Утром, когда он, ничего не забыв и не поменяв из своих ночных решений, приехал на работу, ему, как всегда, позвонила Юлька.
— Представляешь, я лечу на Урал! — радостно кричала она в трубку. — В такую глушь! В деревушку из десяти дворов! Так здорово!
Не успел он обидеться на ее радость, как его позвали к соседнему аппарату, и он, извинившись: «Подожди, пожалуйста», — взял другую трубку и услышал в ней плачущий женский голос.
— Павел Петрович? Здрасте… Я по поручению Юры… Юрия Ивановича… Я вам вчера везде звонила, а вас не было. Я его жена, Клавдия Семеновна.
Павел сжал зубы — ах, черт, значит, ему звонили домой! — и уже сквозь досаду и неприязнь к этому голосу, продираясь через сбивчивые слова, услышал главное: у Юрия Ивановича плохо с сердцем, врач велел лежать и не двигаться, сегодня сделают кардиограмму.
— Юра сказал — там, в сейфе, его отчет, он просил посмотреть. В отделе есть ключ, запасной… Там о вашей делегации… Валентин Дмитриевич в курсе…
— Хорошо, Клавдия Семеновна, — сказал Павел, напрягшись и вспомнив, как она назвалась. — Передайте, что все будет в полном порядке. Пусть ни о чем не беспокоится, выздоравливает. Если можно, я на днях заеду.
Он положил трубку, покосился на Юлькину — она покорно ждала его на краю стола, — взял неохотно.
— Юля? — он впервые назвал ее по имени, не стесняясь Димы. — У нас тут неприятности, много дел, вряд ли я сегодня вырвусь. Прилетишь — позвони.
Он с удовольствием услышал, как погасла радость в Юлькином голосе, как она потерянно пробормотала:
— Ага, конечно, я понимаю. До свидания… — и первая повесила трубку, совсем как Таня.

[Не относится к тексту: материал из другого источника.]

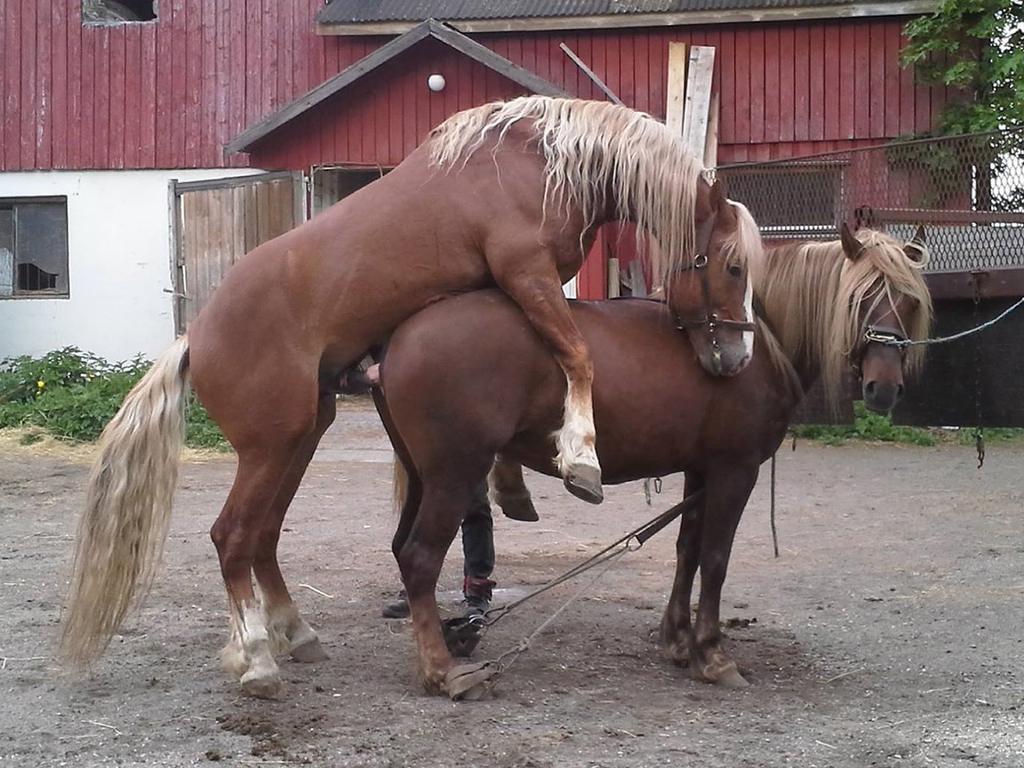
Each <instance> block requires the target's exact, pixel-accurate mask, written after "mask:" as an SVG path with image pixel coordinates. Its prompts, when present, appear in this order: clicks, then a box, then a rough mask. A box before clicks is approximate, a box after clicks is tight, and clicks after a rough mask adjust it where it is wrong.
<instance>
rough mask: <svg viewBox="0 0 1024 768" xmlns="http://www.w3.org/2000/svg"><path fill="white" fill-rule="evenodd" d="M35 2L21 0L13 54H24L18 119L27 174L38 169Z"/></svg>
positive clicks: (20, 134)
mask: <svg viewBox="0 0 1024 768" xmlns="http://www.w3.org/2000/svg"><path fill="white" fill-rule="evenodd" d="M36 7H37V3H36V0H22V18H20V39H19V41H18V42H17V43H16V44H15V46H14V50H15V51H18V50H19V51H20V52H22V77H20V81H19V82H20V85H22V98H20V112H16V113H10V114H12V115H14V116H16V118H15V121H14V122H16V123H18V126H19V129H20V130H19V131H18V133H19V134H20V135H19V136H18V142H19V143H20V146H22V153H20V161H19V167H20V168H24V169H26V170H29V169H33V168H35V167H36V135H35V134H36V120H37V119H38V105H37V103H36V66H37V63H36Z"/></svg>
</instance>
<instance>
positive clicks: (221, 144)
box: [217, 3, 324, 155]
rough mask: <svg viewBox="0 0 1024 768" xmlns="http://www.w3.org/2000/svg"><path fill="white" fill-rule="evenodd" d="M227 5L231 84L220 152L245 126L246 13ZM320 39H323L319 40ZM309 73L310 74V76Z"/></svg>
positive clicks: (245, 94) (312, 57)
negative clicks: (224, 127) (225, 145)
mask: <svg viewBox="0 0 1024 768" xmlns="http://www.w3.org/2000/svg"><path fill="white" fill-rule="evenodd" d="M225 5H227V14H228V33H227V35H228V40H227V45H228V49H229V50H228V63H227V67H228V69H227V75H226V77H227V80H228V82H229V83H230V88H229V91H228V101H227V126H226V128H225V130H224V132H223V133H222V134H220V136H219V137H218V140H217V144H218V146H217V148H218V150H219V151H220V153H221V155H223V150H224V145H225V144H226V143H227V142H228V141H229V140H230V139H231V137H232V136H236V135H238V134H239V133H241V132H242V131H243V130H244V129H245V127H246V125H247V121H246V83H247V80H248V72H247V69H246V65H247V62H246V44H247V35H246V31H247V19H246V14H245V13H239V12H238V10H237V9H236V8H233V7H231V5H233V4H226V3H225ZM318 42H323V41H318ZM319 48H321V54H322V55H323V49H324V46H323V45H321V46H319ZM318 60H321V59H319V57H317V56H310V57H309V63H310V68H312V66H313V63H312V62H313V61H318ZM310 76H312V74H311V75H310Z"/></svg>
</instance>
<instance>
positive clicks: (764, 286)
mask: <svg viewBox="0 0 1024 768" xmlns="http://www.w3.org/2000/svg"><path fill="white" fill-rule="evenodd" d="M856 238H857V240H858V241H860V244H861V246H862V248H861V253H860V256H859V257H858V258H857V259H856V260H851V259H848V258H847V257H846V253H845V252H844V251H843V244H842V242H841V241H838V240H837V241H833V242H828V243H792V244H786V245H781V246H776V247H774V248H769V249H768V250H767V252H766V265H765V269H764V272H763V274H762V275H761V279H760V280H759V281H758V283H757V284H756V285H757V294H758V296H759V298H760V299H761V301H762V303H763V304H764V307H765V311H766V314H767V315H768V321H769V323H770V324H771V326H772V329H773V331H774V333H775V335H776V336H777V338H778V341H779V343H780V345H781V351H782V352H784V354H785V355H786V356H787V357H788V358H790V360H792V361H794V364H796V365H801V364H804V365H811V366H815V367H817V368H819V369H820V371H821V379H822V383H823V385H824V391H825V398H826V400H827V402H828V403H829V406H830V407H831V408H834V409H835V408H837V407H838V403H839V400H840V398H841V395H842V386H843V373H844V371H845V370H846V369H847V368H848V366H849V355H850V354H851V352H853V350H854V349H855V348H856V347H857V345H858V344H859V343H860V340H861V338H862V336H863V332H864V329H863V327H862V325H861V316H866V315H869V314H870V313H871V311H872V310H873V309H874V308H876V307H878V305H879V304H880V303H881V302H882V301H883V300H888V301H889V302H891V303H892V305H893V306H895V302H896V301H897V300H898V298H899V297H900V296H905V297H907V298H908V299H911V300H912V301H913V302H914V303H913V313H912V315H911V316H910V317H909V318H903V319H902V321H901V322H902V323H904V324H905V326H904V328H902V329H901V330H902V331H903V333H904V335H905V336H906V337H907V338H909V339H923V338H925V337H926V336H927V335H928V329H929V328H930V326H931V323H932V299H931V295H930V294H929V292H928V287H927V286H926V285H925V279H924V276H923V274H922V267H923V266H924V265H925V264H926V263H927V261H928V252H927V250H926V249H925V248H924V246H921V245H919V244H916V243H914V248H915V250H918V251H919V252H921V256H922V257H921V259H920V260H914V259H911V258H910V257H908V256H907V255H906V254H905V253H904V250H903V249H904V244H902V243H900V242H899V241H897V240H896V239H894V238H892V237H890V236H888V234H886V233H884V232H880V231H877V230H873V229H861V230H859V231H858V232H857V233H856ZM768 351H769V353H770V352H771V351H774V350H771V348H769V350H768ZM923 357H924V348H923V347H920V346H918V347H910V348H909V350H908V354H907V364H906V368H907V373H908V374H913V373H914V372H915V371H916V370H918V369H919V368H920V367H921V364H922V360H923Z"/></svg>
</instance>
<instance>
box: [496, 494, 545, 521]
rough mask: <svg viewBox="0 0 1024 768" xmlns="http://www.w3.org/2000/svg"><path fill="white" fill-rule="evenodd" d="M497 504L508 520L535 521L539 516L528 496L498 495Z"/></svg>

Павел спустился в отдел внешних сношений, послал референта за ключом, просмотрел отчет, рискнул кое-что подправить, посоветовавшись для проформы с этим самым Виктором. Он убил на все это почти два часа, но больше выдержать не мог: позвонил в редакцию.
— Ее нет и в ближайшие дни не будет, — мстительно сказал ему знакомый женский голос — иногда Павел на него нарывался.

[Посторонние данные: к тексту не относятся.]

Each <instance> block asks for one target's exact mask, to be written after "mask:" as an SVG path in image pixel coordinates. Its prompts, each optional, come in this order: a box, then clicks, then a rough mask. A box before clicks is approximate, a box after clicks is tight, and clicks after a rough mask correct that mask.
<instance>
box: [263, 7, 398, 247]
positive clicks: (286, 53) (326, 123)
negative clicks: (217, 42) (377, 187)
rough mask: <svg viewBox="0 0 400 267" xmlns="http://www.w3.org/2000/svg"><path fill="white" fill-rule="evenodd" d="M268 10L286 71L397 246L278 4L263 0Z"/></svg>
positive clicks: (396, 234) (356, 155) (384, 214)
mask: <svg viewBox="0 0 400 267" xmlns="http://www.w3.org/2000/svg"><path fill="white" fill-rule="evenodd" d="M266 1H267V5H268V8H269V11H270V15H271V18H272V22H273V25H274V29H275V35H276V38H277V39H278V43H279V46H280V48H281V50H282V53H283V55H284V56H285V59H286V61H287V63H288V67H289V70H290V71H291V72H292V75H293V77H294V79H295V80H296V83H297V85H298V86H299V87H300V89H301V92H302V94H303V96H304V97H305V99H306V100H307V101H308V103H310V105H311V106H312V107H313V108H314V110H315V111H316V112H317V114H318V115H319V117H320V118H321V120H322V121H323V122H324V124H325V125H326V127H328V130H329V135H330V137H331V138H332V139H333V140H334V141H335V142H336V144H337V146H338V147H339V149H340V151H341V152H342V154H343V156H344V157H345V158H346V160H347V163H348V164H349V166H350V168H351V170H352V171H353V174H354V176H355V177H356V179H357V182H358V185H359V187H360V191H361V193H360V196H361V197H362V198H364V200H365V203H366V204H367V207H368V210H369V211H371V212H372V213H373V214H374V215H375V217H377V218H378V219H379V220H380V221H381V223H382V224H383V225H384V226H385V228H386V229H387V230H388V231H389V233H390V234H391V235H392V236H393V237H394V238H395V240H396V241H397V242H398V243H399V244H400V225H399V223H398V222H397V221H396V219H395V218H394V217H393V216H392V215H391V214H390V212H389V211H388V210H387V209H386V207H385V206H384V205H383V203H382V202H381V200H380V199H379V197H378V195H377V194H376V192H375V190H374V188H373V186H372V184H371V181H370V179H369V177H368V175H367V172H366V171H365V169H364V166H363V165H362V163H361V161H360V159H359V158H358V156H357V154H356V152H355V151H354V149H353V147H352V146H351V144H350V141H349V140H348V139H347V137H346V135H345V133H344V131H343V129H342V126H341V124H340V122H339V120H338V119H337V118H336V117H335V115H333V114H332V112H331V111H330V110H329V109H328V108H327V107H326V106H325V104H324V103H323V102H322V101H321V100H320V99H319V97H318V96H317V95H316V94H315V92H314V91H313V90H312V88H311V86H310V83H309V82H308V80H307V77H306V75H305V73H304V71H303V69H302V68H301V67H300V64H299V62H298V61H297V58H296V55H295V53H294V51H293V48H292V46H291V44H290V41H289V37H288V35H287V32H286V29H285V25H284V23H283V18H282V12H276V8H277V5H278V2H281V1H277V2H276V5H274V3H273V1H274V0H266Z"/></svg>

— Большое спасибо, — вежливо парировал он враждебный выпад и тут же набрал домашний номер Юли.
— Да? — радостно сказал Юлин голос, и ему сразу стало легко.
— Юлькин, это я…
— Вам маму? — так же радостно спросил голос. — А ее еще нет.
Вот и познакомились… Такая, значит, Аленка: с маминым голосом и маминой радостью в этом голосе. А почему, интересно, она не в лагере? Ах да, у них пересмена, Юля что-то такое говорила. Возмутительно!.. Ребенок приехал на три дня, а мать отправляют в командировку!
Он походил по кабинету — на какое-то время это его кабинет: оставили вместо Юрия Ивановича, проведут, говорят, даже приказом. Мягкий ковер, тяжелые портьеры, большой коричневый слон на высоком, под потолок, шкафу — подарок очередной делегации… Приятно, черт возьми, хотя суеты, кажется, здесь много. Но все равно — приятно. И никакого Дим Димыча под боком — один, можно звонить и говорить то, что хочешь сказать… Павел покосился на телефон. Как же теперь быть? Юлька уедет расстроенная, будет мучиться — уж он-то ее знает! Надо ей дозвониться, надо с ней встретиться. Нельзя, чтобы она так уезжала.